Today has been declared Cuba Solidarity Day by the White House to remind Americans that the citizens of that small island just 90 miles off U.S. shores are still trapped in one of the world’s few remaining communist dictatorships. It is a cause well worth paying attention to. These relics of the 20th century cling on to life in the 21st century, keeping their citizens from achieving the freedom and prosperity that so many states, formerly in communist thrall, have attained since 1989.
There was optimism in the air 18 months ago when Fidel Castro, aging and infirm, finally relinquished power. In February, there was an official handover to his (slightly) younger brother Raoul, who immediately became the center of much attention in Cuba and abroad.
Hopes emerged for a kinder, gentler communist dictatorship. Among those who have bought into the agenda of hope is the Council on Foreign Relations, whose new report on Cuba advocates a whole new U.S. approach, including the lifting of U.S. sanctions. Raoul Castro is known as a devoted family man, who values loyalty above all — in the power structure and in the military. He is said to have none of Fidel’s ambitions to export communism and cause international trouble. Raoul encouraged hope by promising elections within 18 months. Well, that was then, this is now, and nothing of the sort has happened — although some recent reforms at the edges of the Cuban economy are creating more speculation about change.
The fact is that the Cuban transition so far has more resembled the Soviet transition from Leonid Breznev to Yuri Andropov than it did that from Constantin Chernyenko to Mikhail Gorbachev — to borrow two relevant historical analogies from the 1980s.
There were widespread, though entirely unfounded hopes that Mr. Andropov, allegedly an aficionado of bourbon, crime novels and country and western music, would be a Westernizer. But he performed entirely as one could have expected a former head of the KGB. The best thing he and his successor, Konstantin Chernyenko, did for their country was to leave the stage in short order, being both part of the Soviet superannuated communist oligarchy.
Mikhail Gorbachev was different. A highly dynamic individual from a different generation, he really did want to save the Soviet system. Mr. Gorbachev knew that somehow he had to draw on the talents and energy of the Russian people to make the Soviet Union competitive with the West. In the end, however, the route he took — via glasnost and perestroika, economic and political opening — led to the system’s collapse.

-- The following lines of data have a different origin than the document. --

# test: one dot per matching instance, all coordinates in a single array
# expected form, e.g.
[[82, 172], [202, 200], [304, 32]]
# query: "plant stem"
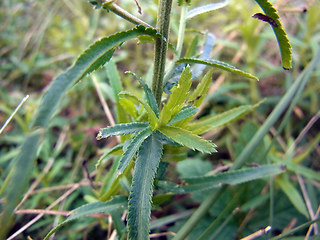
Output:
[[161, 45], [182, 27]]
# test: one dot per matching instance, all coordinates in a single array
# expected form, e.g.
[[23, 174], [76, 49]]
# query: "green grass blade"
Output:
[[283, 41], [122, 129], [293, 195], [132, 148], [187, 139], [17, 180], [277, 112], [217, 64], [94, 57], [114, 79], [247, 151], [232, 177], [145, 169], [209, 123], [117, 203]]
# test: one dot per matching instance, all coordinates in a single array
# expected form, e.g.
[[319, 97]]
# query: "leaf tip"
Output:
[[99, 136]]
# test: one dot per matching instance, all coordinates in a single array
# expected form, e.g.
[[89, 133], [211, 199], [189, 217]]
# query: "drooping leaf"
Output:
[[217, 64], [122, 129], [94, 57], [283, 41], [114, 79], [177, 98], [187, 139], [132, 148], [116, 204], [293, 195], [186, 112], [15, 184], [149, 95], [153, 120], [140, 197], [206, 8], [209, 123], [232, 177], [116, 150], [129, 107]]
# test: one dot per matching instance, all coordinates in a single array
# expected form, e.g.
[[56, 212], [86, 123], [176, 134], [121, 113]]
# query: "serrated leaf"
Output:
[[206, 8], [132, 148], [293, 195], [187, 139], [116, 150], [232, 177], [16, 182], [186, 112], [122, 129], [94, 57], [153, 120], [177, 98], [129, 107], [217, 64], [149, 95], [209, 123], [147, 162], [283, 41], [116, 204]]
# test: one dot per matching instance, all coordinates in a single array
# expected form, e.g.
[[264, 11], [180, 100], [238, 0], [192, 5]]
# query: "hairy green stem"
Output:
[[161, 45], [182, 27], [124, 14]]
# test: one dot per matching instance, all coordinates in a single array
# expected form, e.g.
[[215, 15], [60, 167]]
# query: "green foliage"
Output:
[[217, 64], [118, 203], [283, 41], [147, 162], [263, 128]]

The difference between what is happening in Cuba now and what happened in the Soviet Union in the 1980s is that while Raoul Castro is taking tentative steps in the direction of glasnost, he is hoping that minor economic changes will placate the yearnings of a restless and post-ideological Cuban population.
Hence Cubans are now allowed to buy cell phones, computers and motorcycles. The cost of such items is prohibitive. Cuba does not have Internet access; this leaves the government, for the moment at least, free of worries about installing the kind of filters that China and Iran deploy to vet Internet traffic. Cubans are also now being allowed to stay in the foreign-currency-only tourist hotels — though it is hard to imagine anyone but the political elite having the wealth to take advantage of it. A modest amount of private farming is also now allowed.
Meanwhile, Mr. Castro is carefully staying away from the other aspect of Mikhail Gorbachev’s reforms — perestroika — which was really more important. Perestroika meant freedom of expression, the publication of hitherto banned books, and even a certain amount of political activism. Once the Russians and all the other peoples trapped in the Soviet bloc were able to exchange information without the threat of imprisonment, the end for Soviet communism was imminent.
Now cell phones do offer a potential crack in the Cuban walls of repression. But Mr. Castro continues to keep Cuba’s hundreds of political prisoners in jail. Gatherings of more than three are still prohibited. Cuba deploys an army of 20,000 security agents and anyone suspected of the crime of “dangerousness” is sent to jail or subject to painful “acts of repudiation.” Arrests are swift and immediate for any kind of protest — including something as “subversive” as reading aloud the U.N. Declaration of Human Rights.
Until Cubans are allowed to speak freely and chose their political leaders, they are not free. When that day comes, undoubtedly they will have much to say, But let us not be fooled: It has not come yet.